Bio Ivonne Rietjens Professor Ivonne M.C.M. Rietjens is professor in

Bio Ivonne Rietjens
Professor Ivonne M.C.M. Rietjens is professor in Toxicology and head of the division of
Toxicology at Wageningen University (WU), The Netherlands since 2001. She obtained an
MSc in Molecular Sciences (cum laude) in 1983 and her PhD in Toxicology in 1986 at
Wageningen University. After her PhD she was a postdoc at the National Institute of Public
Health and the Environment (RIVM, Bilthoven The Netherlands) and at the National Institutes
of Health (NIH) in Bethesda (USA) and assistant, associate and later personal professor at
the department of Biochemistry of WU.
She is a member of the Royal Netherlands Academy of Arts and Sciences (KNAW), of the
Supervisory Board of Royal Wessanen and of the Scientific Advisory Board of the National
Institute of Public Health & Hygiene (RIVM). She is also a member of many national and
international advisory committees, including the Dutch Health Council, the Dutch Expert
Committee on Occupational Standards (DECOS), the Senate Commission on Food Safety
from the Deutsche Forschungsgemeinschaft (DFG, Germany) and the FEMA Expert Panel
(USA). She has been chairman of the Dutch Society for Toxicology (NVT). From 2003 till
May 2014 she has been member of various EFSA Panels (AFC, ANS, and CONTAM Panel
and the SC) and many EFSA working groups. She has been a member of over 90
committees for evaluation of doctoral dissertations, promotor of 80 PhD students (30 of
which ongoing) and she is author of over 350 scientific publications in refereed journals.
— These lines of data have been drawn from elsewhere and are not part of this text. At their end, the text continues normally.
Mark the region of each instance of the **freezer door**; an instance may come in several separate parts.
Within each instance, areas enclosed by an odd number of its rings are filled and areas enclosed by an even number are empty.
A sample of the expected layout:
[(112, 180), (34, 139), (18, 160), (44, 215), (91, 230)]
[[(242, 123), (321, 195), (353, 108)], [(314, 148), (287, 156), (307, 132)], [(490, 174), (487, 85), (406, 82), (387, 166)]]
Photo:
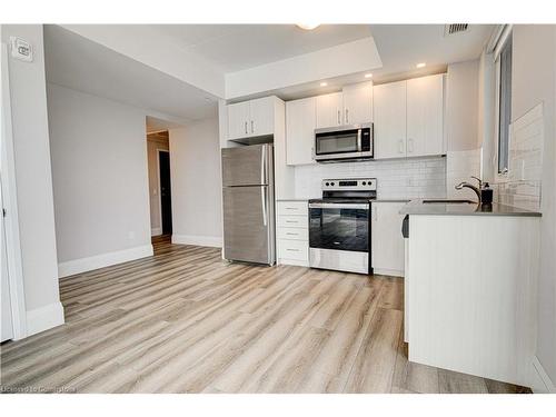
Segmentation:
[(224, 188), (224, 257), (272, 265), (274, 210), (269, 187)]
[(268, 185), (271, 158), (268, 143), (222, 149), (224, 187)]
She
is editor of several international peer reviewed journals including Chemical Research in
Toxicology, Environmental Toxicology and Pharmacology, Human and Experimental
Toxicology, Molecular Nutrition and Food Research, Chemico-Biological Interactions and
Food and Chemical Toxicology.
Major topics of her research focus on 1) Risk evaluation of food ingredients including natural
toxins and functional food ingredients, 2) Physiologically based kinetic and dynamic models
for low dose cancer risk extrapolation and extrapolation of in vitro concentration response
curves to in vivo dose response curves suitable for risk assessment, 3) Genetic
polymorphisms and consequences of life style factors for individual sensitivity and risk
assessment, 4) Development of mode-of action based bioassays for the detection of
contaminants and beneficial health effects of food ingredients, 5) alternative methods for
animal testing and 6) nanotoxicology.